I felt cold inside, pulled out my chart, told the man I was heading for Key West.

He shook his head, pointed at the carrier with a hitchhikers thumb.

I shook my head again, said an emphatic Good Bye and the man hooked himself into the last hoist -- then he did the wildest thing. He saluted me, right there in the eye of a hurricane.

So, what the hell, I saluted him right back -- before I jumped behind the wheel.

In a heartbeat Sabrina was free of the lee, and I engaged the motor and bore off to the north. The big carrier silently slipped away, and in an instant Sabrina and I were back in the belly of the beast. I turned one last time to look at the huge gray ship, hoping against hope for one last glimpse of Elise.

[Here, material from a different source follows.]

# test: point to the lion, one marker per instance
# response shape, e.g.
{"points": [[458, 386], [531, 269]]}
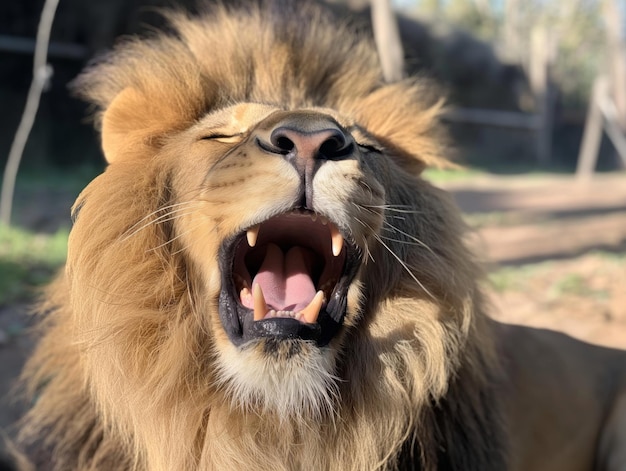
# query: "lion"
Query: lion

But no, of course she was gone. Elise, Ron - and Pedro. Another boy, claimed by the sea. I felt sick, sick and tired of Death and his dominion...

...but the wind slammed home again as the eye passed, the waves rose up in earnest anger once again, perhaps mad at having been cheated out of more victims. Buzz had left his little GPS by the helm, and it was giving me a true heading to Key West. I put Sabrina's nose on 12 degrees magnetic and off we went, heading slightly into the wind. According to the little unit, we had about seventy five miles to go. Maybe 15 hours, if I was lucky enough to survive that long.

I kept the radar on, thinking there was no need to run around blind out here with all these Navy ships steaming through the straits, and it was peaceful in an odd sort of way: not hearing the wind, relying on sight and touch to feel my way through the storm, some of it's anger spent now. I'd never had any real idea just how much hearing played a role in sailing, or anything else, for that matter, until that night. You take things for granted until they're gone.

Had I taken Elise and Pedro for granted? And Ron Fuller, too? I thought of that glowing mass - Blade Runner's final resting place - and I thought I saw a flashing Cheshire Cat's grin afloat in the storm, passing by on a gust. I could just make out the carrier on radar - yet there was already more than ten miles between us -- and growing, but now all I could see in my mind's eye was a woman I had loved -- disappearing in a flash of thunder.

We had said 'Good Bye,' hadn't we?

No. She had slipped away from me. Slipped away like the wind. All that love. The hope she brought to my life, gone now, without even a passing nod.

Yet Sabrina was not just a boat, not to me, anyway. She was my home, and in an odd way, she was my life. I took care of her, and in her way she took care of me. What had we just done together? Crossed one of the most foul, storm-tossed bodies of water -- under the most horrid conditions imaginable? Then it hit me like a body-blow: Ron and the Amigos? Gone?

Dead? Dead and gone? All of them -- gone? Just like that? The Storm? The MIGs? What had claimed those poor souls? Was someone looking for survivors?

And then, softly at first, I could hear the wind. The sound was distant and hollow at first, but sounds of the sea and my little ship were returning to consciousness, but I struggled to contain the random stream of anguished thoughts that came to me as I steered.

Hours later and I could make out the mass of Key West ahead on the radar, and I adjusted my heading to keep far to the west. The wind remained constant now, though in the mid-forties, and I could make out the looming gray horizon under walls of scudding cloud. Sabrina was like a horse headed for the barn now; hungry, thirsty, and wanting very badly to be done with this ride. I reached down and rubbed her teak coaming, thanked her for the sheltering grasp she kept on her passengers throughout our wild, malicious night.